Whitlock Blogs #1

I’m actually cheating a little here. I wrote this post almost a week ago and sent it in to be posted today, so that it may appear fresh off the griddle, when in fact it is stale and already starting to harden around the edges. There’s an analogy to publishing in here: what we are all hoping to promote here as “fiery” is in fact mere glowing embers at this point. Because even in the most maniacally foreshortened publishing process – the kind that might result in, say, a quickie celebrity bio – by the time the book appears between covers, the major work of writing and editing it was done months earlier.

Literary fiction is rarely published under those conditions, and almost always, the book that appears fresh and clean and bursting with newborn health in a bookstore one day was actually signed off on in a previous season. There’s always last-minute proofing and the whole process of typesetting, but very often the book exists in a near-final state for nearly half a year before the actual publication date – sometimes longer. Sometimes so long that a subsequent book is already in the works by the time the previous one arrives in print. In fact, this was a piece of advice I was given years ago by a fairly well-known writer: get far enough into your next book, so that when your first one comes out, it’s all gravy. Everything that happens to that first book is good or bad, but the real prize is being sought elsewhere.

Very often what authors must do when they are promoting their new book is a kind of act of intense nostalgia. When they read from the book in public or read reviews of it or talk about it with someone, it’s as if they are revisiting some past glory. You’re getting your back patted for something a slightly younger self accomplished, months, if not years, ago.

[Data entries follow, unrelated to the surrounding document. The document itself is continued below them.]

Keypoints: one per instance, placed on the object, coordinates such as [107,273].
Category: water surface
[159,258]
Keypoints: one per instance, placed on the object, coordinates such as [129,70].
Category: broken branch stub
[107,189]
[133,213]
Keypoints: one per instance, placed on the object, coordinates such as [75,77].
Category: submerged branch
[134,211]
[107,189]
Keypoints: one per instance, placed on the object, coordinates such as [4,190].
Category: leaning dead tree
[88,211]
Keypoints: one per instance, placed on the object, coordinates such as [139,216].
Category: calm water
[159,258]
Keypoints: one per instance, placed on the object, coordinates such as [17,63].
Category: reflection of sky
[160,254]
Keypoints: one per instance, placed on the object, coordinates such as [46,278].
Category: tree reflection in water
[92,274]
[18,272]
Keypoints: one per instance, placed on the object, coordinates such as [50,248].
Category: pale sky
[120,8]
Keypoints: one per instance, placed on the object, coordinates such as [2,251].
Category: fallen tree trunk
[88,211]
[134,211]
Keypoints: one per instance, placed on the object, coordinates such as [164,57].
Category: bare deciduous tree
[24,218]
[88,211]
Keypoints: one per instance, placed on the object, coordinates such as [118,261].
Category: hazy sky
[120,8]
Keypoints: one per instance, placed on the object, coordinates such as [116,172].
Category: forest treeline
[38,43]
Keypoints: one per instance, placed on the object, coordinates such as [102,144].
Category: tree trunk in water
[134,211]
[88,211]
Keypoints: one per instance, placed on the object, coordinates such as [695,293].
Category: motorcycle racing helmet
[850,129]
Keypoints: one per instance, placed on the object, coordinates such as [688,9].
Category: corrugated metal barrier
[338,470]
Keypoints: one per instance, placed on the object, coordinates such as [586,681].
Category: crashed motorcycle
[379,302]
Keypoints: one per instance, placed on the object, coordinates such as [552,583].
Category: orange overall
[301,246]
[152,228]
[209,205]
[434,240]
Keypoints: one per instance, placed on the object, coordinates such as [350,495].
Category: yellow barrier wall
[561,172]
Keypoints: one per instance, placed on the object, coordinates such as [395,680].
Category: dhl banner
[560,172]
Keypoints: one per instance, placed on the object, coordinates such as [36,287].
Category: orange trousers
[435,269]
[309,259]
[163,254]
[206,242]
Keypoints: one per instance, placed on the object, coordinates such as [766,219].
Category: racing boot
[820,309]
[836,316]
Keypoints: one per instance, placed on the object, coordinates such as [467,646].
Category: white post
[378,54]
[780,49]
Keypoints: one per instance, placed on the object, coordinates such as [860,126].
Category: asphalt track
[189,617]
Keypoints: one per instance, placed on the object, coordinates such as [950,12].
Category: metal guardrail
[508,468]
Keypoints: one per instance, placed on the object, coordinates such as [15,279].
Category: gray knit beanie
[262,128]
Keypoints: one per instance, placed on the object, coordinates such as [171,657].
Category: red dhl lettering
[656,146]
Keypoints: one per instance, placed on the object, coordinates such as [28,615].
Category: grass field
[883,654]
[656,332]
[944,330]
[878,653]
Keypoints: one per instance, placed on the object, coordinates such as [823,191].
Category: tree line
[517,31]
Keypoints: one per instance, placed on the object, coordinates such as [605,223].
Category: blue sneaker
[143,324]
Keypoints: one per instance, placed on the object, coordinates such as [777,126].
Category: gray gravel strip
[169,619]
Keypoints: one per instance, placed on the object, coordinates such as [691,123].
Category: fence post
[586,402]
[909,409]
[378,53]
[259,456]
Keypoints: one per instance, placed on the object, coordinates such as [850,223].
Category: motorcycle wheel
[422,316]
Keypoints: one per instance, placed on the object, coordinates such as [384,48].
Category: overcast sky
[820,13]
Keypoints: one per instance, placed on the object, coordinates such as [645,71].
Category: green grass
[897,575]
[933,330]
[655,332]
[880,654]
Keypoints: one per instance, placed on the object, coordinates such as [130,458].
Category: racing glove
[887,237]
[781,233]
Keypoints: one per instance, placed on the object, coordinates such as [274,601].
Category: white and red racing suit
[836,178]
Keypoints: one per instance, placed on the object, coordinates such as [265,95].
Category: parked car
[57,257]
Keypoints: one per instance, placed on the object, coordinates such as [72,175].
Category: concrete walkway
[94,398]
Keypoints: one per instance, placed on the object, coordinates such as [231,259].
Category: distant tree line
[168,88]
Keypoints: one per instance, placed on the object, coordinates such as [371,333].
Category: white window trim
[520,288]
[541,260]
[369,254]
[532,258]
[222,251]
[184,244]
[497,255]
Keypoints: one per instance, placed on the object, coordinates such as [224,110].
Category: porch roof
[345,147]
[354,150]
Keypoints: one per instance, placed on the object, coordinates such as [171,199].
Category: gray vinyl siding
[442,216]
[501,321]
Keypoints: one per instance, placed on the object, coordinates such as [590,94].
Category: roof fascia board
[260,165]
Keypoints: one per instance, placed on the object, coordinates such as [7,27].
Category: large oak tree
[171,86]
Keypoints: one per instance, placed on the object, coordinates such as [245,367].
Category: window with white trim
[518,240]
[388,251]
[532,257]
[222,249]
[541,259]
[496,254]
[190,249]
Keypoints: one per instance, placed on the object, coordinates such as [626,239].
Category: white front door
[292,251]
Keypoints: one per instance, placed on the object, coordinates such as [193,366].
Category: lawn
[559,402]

Which, by the way, is the reason I’m writing this in advance: at the moment I’m driving around with boxes of books and a pen, reading from my novel and accepting congratulations (I hope) on something I did a while ago. It’s a little indulgent, but it’s necessary – for the sake of both publicity and one’s own ego. Having done all that work, it’s good to get patted on the back, to get bought a drink. Already though, I can feel the pull of that second book, already well underway. It’s waiting for me to get this nostalgia bit over with and get back to the real work.